O diálogo que travam é uma exploração constante das fraquezas recíprocas, um intercâmbio de pequenos sadismos. Um deles sente a sua miséria física e moral como um decadência provisória, um estado de envilecimento passageiro do qual é necessário a todo custo emergir. O seu sonho é retornar à vida normal, possuir um par de sapatos decentes (símbolo, a seus olhos, do decoro burguês), recuperar o nível econômico e social que já fora seu, voltar a estudar ou a trabalhar como pessoa civilizada. O outro, ao contrário, está instalado definitivamente e diríamos comodamente na abjeção. Criado em reformatórios, estranhando que alguém possa ter pai e mãe (mãe é natural, pai já é um luxo algo ridículo), não conhece vida diversa, nem valores diversos. Não é um desesperado porque nunca soube o que fosse esperança. O seu modo habitual de expressão é a hostilidade, desde a picuinha, o insulto, o achincalhe, e a intriga, até, se for o caso, o roubo e o assassínio. Qualquer concessão, qualquer generosidade, é sempre interpretada por ele como sinal de fraqueza, quando não de falta de virilidade. As suas normas de existência não admitem a neutralidade: ele está sempre na ofensiva ou na defensiva. Vencedor, procura espoliar e espezinhar o vencido. Vencido, aceita sem pestanejar os termos do vencedor, para poder continuar na luta. Paga, em suma, o duro preço que a vida diariamente lhe impõe mas trata de cobrá-lo dos outros com juros.

O mais inteligente, o mais sensível, o mais corajoso fisicamente, o mais equilibrado dos dois, é também, por uma dialética facilmente compreensível, o mais frágil e o mais vulnerável. A simpatia que sente eventualmente pelo próximo, os laços de solidariedade que ainda os unem aos outros homens, fazem-no ceder sempre ante a obtusidade (disfarçada em esperteza), a total ausência de compreensão do seu parceiro. A exploração do melhor pelo pior, do mais forte pelo mais fraco, eis o tema que a peça desenvolve até a explosão final.

São duas figuras dramáticas – e o desfecho bem o comprovam as visitas freqüentemente pelo ângulo cômico, na medida em que este tipo de maldade é primário, infantil, não concebendo sequer a existência de padrões morais.
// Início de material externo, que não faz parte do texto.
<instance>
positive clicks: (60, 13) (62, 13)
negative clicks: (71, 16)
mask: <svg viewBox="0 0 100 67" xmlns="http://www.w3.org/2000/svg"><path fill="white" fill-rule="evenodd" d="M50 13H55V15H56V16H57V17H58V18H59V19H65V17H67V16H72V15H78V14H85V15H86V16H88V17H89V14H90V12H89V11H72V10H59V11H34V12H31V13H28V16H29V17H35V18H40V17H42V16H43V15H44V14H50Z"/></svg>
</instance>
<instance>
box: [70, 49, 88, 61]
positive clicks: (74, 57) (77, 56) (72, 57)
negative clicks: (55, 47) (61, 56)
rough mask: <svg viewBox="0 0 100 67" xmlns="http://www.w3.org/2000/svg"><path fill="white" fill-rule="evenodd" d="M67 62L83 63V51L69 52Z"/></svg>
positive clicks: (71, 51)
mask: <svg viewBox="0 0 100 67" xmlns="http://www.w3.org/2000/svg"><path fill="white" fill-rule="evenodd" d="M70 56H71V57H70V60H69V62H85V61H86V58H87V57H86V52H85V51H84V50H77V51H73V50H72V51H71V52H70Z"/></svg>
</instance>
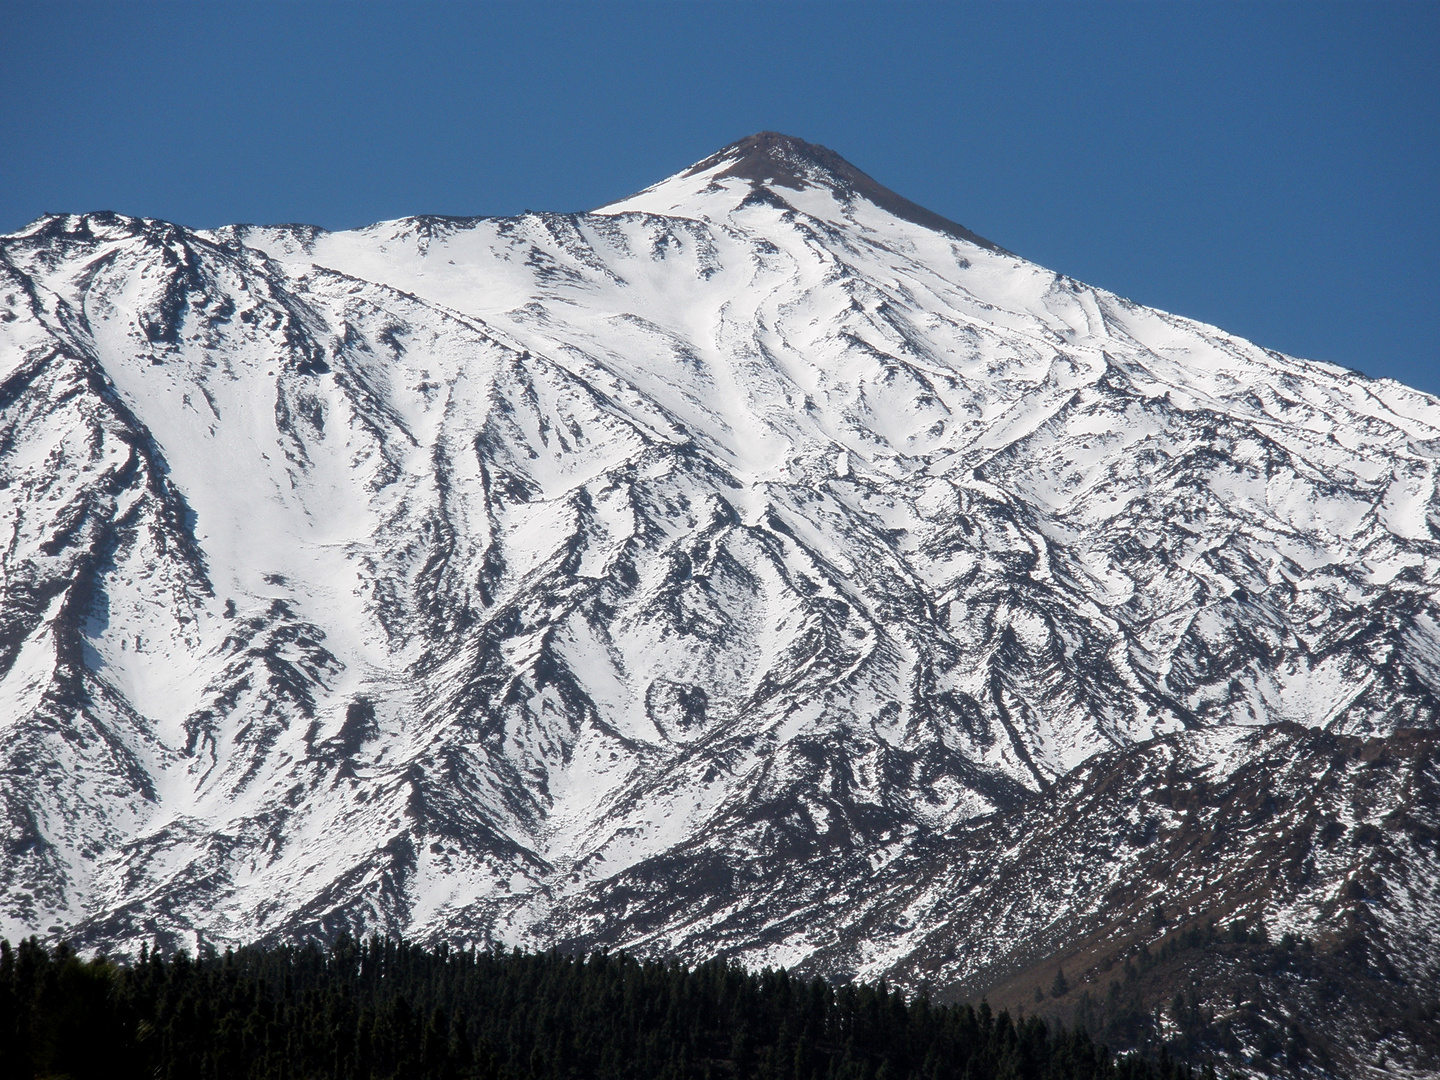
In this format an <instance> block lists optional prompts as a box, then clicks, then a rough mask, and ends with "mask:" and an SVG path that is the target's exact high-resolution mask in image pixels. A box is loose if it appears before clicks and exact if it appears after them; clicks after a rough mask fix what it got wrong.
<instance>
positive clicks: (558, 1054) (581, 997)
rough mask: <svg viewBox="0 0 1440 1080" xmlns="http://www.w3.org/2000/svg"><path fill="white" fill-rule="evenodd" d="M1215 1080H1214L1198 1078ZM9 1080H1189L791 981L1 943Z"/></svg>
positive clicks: (1000, 1019)
mask: <svg viewBox="0 0 1440 1080" xmlns="http://www.w3.org/2000/svg"><path fill="white" fill-rule="evenodd" d="M1205 1073H1207V1076H1212V1073H1211V1071H1210V1070H1208V1068H1207V1070H1205ZM0 1074H3V1076H4V1077H7V1079H9V1077H17V1079H19V1077H73V1079H75V1080H86V1079H88V1077H107V1079H109V1077H112V1079H114V1080H128V1079H130V1077H147V1079H148V1077H158V1079H160V1080H181V1079H183V1080H212V1079H225V1080H230V1079H232V1077H233V1079H235V1080H246V1079H252V1077H253V1080H262V1079H264V1080H271V1079H274V1080H308V1079H311V1077H314V1079H317V1080H318V1079H321V1077H324V1079H325V1080H330V1079H334V1080H350V1079H351V1077H354V1079H359V1080H369V1079H372V1077H373V1079H380V1077H396V1079H400V1077H403V1079H405V1080H412V1079H413V1080H471V1079H472V1080H550V1079H552V1077H575V1079H586V1080H588V1079H590V1077H593V1079H596V1080H612V1079H613V1080H667V1079H671V1080H681V1079H684V1080H688V1079H691V1077H694V1079H696V1080H703V1079H706V1077H711V1079H716V1080H719V1079H721V1077H726V1079H729V1077H737V1079H739V1077H755V1079H756V1080H769V1079H773V1080H782V1079H783V1080H851V1079H854V1080H900V1079H901V1077H916V1079H922V1077H923V1079H924V1080H948V1079H949V1077H953V1079H955V1080H989V1079H991V1077H996V1079H998V1077H1034V1079H1035V1080H1070V1079H1071V1077H1074V1079H1076V1080H1090V1079H1092V1077H1096V1079H1099V1077H1115V1079H1117V1080H1152V1079H1153V1080H1181V1079H1185V1080H1189V1077H1191V1071H1189V1070H1188V1068H1185V1067H1182V1066H1178V1064H1175V1063H1172V1061H1169V1060H1161V1061H1158V1063H1153V1061H1143V1060H1139V1058H1132V1057H1126V1058H1116V1057H1112V1056H1110V1053H1109V1051H1107V1050H1106V1048H1104V1047H1099V1045H1096V1044H1093V1043H1092V1041H1090V1038H1089V1037H1087V1035H1086V1034H1084V1032H1080V1031H1064V1030H1053V1028H1047V1025H1045V1024H1044V1022H1043V1021H1040V1020H1038V1018H1028V1020H1027V1018H1021V1020H1020V1021H1015V1020H1012V1018H1011V1017H1009V1015H1008V1014H1007V1012H1001V1014H999V1015H994V1014H992V1012H991V1009H989V1007H988V1005H984V1004H982V1005H981V1007H979V1008H972V1007H969V1005H932V1004H929V1002H927V1001H926V999H923V998H919V999H912V1001H907V999H906V998H904V995H901V994H900V992H897V991H891V989H887V988H886V986H884V984H881V985H845V986H838V988H837V986H831V985H829V984H827V982H824V981H821V979H802V978H796V976H793V975H789V973H788V972H785V971H765V972H759V973H756V972H747V971H744V969H742V968H737V966H733V965H729V963H723V962H711V963H703V965H700V966H698V968H694V969H687V968H683V966H678V965H667V963H654V962H651V963H641V962H638V960H635V959H632V958H629V956H624V955H605V953H596V955H593V956H590V958H588V959H575V958H570V956H563V955H560V953H543V955H536V953H530V955H527V953H521V952H511V953H505V952H458V950H452V949H446V948H444V946H442V948H438V949H431V948H420V946H415V945H406V943H397V942H393V940H380V939H372V940H369V942H354V940H350V939H341V940H338V942H337V943H336V945H334V946H333V948H330V949H328V950H324V949H320V948H317V946H307V948H274V949H268V948H248V949H240V950H239V952H226V953H225V955H204V956H200V958H192V956H189V955H186V953H184V952H177V953H174V955H168V956H163V955H160V953H158V952H144V953H143V955H141V958H140V959H138V960H135V962H115V960H108V959H104V958H96V959H85V958H81V956H78V955H76V953H75V952H72V950H71V949H68V948H65V946H59V948H56V949H48V948H46V946H43V945H40V943H37V942H36V940H35V939H30V940H26V942H22V943H20V945H19V946H17V948H12V946H10V945H9V943H3V945H0Z"/></svg>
A linguagem da peça é tão suja quanto a noite que envolve as personagens, segundo título, certamente a mais desbocada que já vimos em peça nacional (também neste setor sofremos de ligeiros subdesenvolvimento em relação aos Estados Unidos) – mas não poderíamos imaginá-la abrandada porque nível mental e expressão acabam por se confundir. A gíria e o palavrão, em casos como este passam a ser a própria forma do pensamento.

Dois Perdidos Numa Noite Suja inspirada num conto de Moravia (e até que ponto, não saberíamos dizer), está longe de ser uma peça acabada e perfeita. Cremos inclusive que ganharia em consistência e intensidade se os sus dois atos fossem condensados num longo ato único. Mas revela em Plínio Marcos uma poderosa, ainda que incipiente, vocação teatral. Ele tomou uma só situação dramática investigando-a e aprofundando-a até tornar translúcida a relação humana que lhe deu origem.